Wichtige Kriterien für die Preisberechnung des Schlüsseldienstes sind:

  • die Methodik der Türöffnung
  • die Anfahrtszeit des Schlüsseldienstes
  • der Zeitpunkt

Gerade der Zeitpunkt ist entscheidend. Während eine einfache Haustüröffnung am Tag rund 90 Euro kosten kann, belaufen sich die Gebühren für denselben Fall in der Nacht oft auf fast das Doppelte. Grund genug, einen Blick auf die abgeschlossenen Versicherungen zu werfen!

Wann Hausrat- und Haftpflichtversicherung die Kosten tragen

Leider sind bei Standardabsicherungen selten Schlüsseldienstleistungen inbegriffen. Dann ist es unwahrscheinlich, dass die Hausratversicherung die Kosten für den Schlüsseldienst übernimmt. Lediglich bei Diebstahl kann die Versicherung kontaktiert werden. Auch, wenn nach einem Feuerwehreinsatz ein Schlüssel fehlt, ist die Kostenübernahme denkbar.

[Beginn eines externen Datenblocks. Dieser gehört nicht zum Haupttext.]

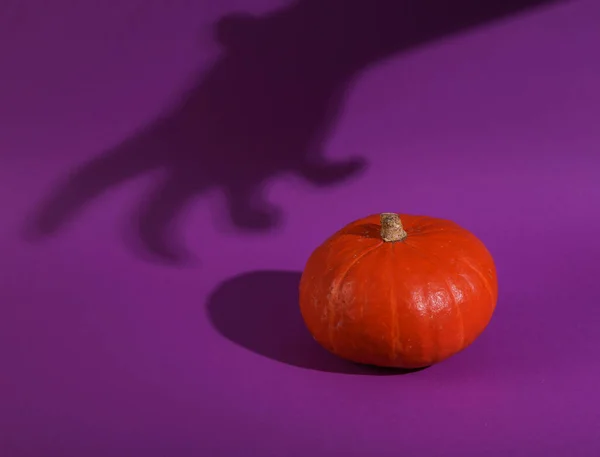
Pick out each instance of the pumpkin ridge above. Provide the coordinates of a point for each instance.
(481, 276)
(337, 287)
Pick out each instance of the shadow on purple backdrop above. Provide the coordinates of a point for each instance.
(259, 311)
(263, 109)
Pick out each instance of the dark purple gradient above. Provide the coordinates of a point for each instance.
(131, 140)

Wenn beruflich genutzte Schlüssel abhanden kommen, ist die Haftpflichtversicherung der richtige Ansprechpartner. Entscheidend ist, was im Vertrag vereinbart wurde. Aber oft fehlt auch hier eine entsprechende Klausel, die Schlüsselverluste fremder Personen abdeckt. Eine solche Klausel kann auch für Schlüssel gelten, die vom Vermieter an Mieter übergeben wurden.

Zusatzbausteine schließen Lücken

Um mögliche Lücken des Versicherungsschutzes zu schließen, gibt es besondere Zusatzbausteine zum Beispiel in der Hausratversicherung. So kann die Hausratversicherung gegen einen Aufschlag um entsprechende Zusatzvereinbarungen ergänzt werden. Dann springt sie auch für bestimmte Schlüsseldienstkosten ein – meist bis zu einer bestimmten Höhe und gegen eine Selbstbeteiligung der oder des Versicherten.

Fazit: Schlüsseldienstkosten vemeiden mit Zusatzbausteinen

Ohne spezielle Zusatzbausteine trägt die Hausratversicherung in der Regel nur dann die Kosten für den Schlüsseldienst, wenn der Schlüssel durch einen Diebstahl abhandengekommen ist bzw. durch einen Einbruch/Diebstahl Schlossänderungskosten entstehen. Auch die Haftpflichtversicherung ist nicht immer zahlungsbereit. Wer sicher gehen möchte, sollte sich daher frühzeitig um eine entsprechende Zusatzabsicherung bemühen.